Fig. 5: SOX17 boundary perturbation leads to endoderm differentiation failure.

a Principal component analysis of RNA-seq data, depicting sample clusters by the use of the 100 most variable genes. The first two principal components (PCs) are displayed. Arrows and numbers indicate group comparisons. GSEA of differentially expressed genes between compared groups are indicated below; significantly enriched biological processes are depicted in black, pathways in gray. b TPM Z-score row normalized clustering of the most variable genes (n = 4,151). c TPM values shown for a subset of genes (n = 3 biological replicates). The box indicates the interquartile range (IQR), the line inside the box shows the median. d Wnt stimulation/antagonization utilizing fluorescence activated cell sorting (FACS) data of wild-type and SOX17^∆5’CTCF iPSC at day 5 definitive endoderm.
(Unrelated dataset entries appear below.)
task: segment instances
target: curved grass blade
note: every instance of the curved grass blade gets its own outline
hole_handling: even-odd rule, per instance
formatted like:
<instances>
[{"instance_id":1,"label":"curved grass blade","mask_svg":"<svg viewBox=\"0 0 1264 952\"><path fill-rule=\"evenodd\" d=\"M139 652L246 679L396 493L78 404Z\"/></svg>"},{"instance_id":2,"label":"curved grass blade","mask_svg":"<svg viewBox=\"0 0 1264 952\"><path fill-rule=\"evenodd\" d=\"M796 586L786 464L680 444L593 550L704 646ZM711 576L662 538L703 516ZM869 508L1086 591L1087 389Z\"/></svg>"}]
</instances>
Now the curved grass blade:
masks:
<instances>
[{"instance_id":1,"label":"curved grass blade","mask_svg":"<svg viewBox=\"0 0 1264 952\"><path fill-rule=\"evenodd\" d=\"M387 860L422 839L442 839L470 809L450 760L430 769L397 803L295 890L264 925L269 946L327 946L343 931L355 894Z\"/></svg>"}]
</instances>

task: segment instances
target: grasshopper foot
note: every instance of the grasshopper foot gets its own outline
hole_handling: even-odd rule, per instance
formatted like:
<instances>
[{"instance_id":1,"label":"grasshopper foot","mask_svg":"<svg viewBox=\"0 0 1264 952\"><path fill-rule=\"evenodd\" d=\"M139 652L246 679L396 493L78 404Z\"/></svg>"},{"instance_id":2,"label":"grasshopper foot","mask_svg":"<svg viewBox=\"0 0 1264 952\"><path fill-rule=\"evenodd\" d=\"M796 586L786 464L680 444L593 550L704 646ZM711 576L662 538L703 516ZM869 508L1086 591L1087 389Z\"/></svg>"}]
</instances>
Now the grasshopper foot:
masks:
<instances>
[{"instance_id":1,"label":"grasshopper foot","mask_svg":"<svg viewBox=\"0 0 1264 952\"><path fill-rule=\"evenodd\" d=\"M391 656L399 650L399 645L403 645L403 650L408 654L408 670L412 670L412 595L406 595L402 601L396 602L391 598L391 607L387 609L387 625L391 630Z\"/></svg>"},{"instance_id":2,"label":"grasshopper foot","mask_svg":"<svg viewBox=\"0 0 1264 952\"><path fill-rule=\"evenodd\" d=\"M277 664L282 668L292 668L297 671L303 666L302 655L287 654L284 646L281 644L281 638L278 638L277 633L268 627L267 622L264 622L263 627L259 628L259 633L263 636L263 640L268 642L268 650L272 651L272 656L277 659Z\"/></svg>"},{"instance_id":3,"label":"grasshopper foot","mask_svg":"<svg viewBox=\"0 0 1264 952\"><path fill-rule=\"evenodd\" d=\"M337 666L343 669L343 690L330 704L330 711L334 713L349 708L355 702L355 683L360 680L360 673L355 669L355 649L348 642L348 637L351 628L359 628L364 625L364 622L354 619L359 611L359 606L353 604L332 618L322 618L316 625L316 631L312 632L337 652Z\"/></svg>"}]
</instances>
CXCR4 (CD184) is depicted as percentage CXCR4⁺ in bulk cell populations. The upper panel shows DKK2/3/4 inhibition and controls (treatment for 5 consecutive days) (n = 3 biological replicates). Data are presented as mean values ± SD. The lower panel depicts human recombinant DKK1 treatment and controls (for 5 consecutive days) (n = 2 biological replicates). Data are presented as mean values. e DKK4 Enzyme-linked Immunosorbent Assay (ELISA), a quantitative measure of human DKK4 in cell culture supernatants over time (n = 3 biological replicates (averaged) over 2 experiments). Data are presented as mean values. f qRT-PCR of bulk populations from a subset of genes related to Wnt signaling, mesendoderm, endoderm, and pluripotency over 5 days endoderm differentiation. Expression values are depicted as relative gene-expression (2^{-(ΔCt(GOI-18s))}) (n = 2 biological replicates). Data are presented as mean values.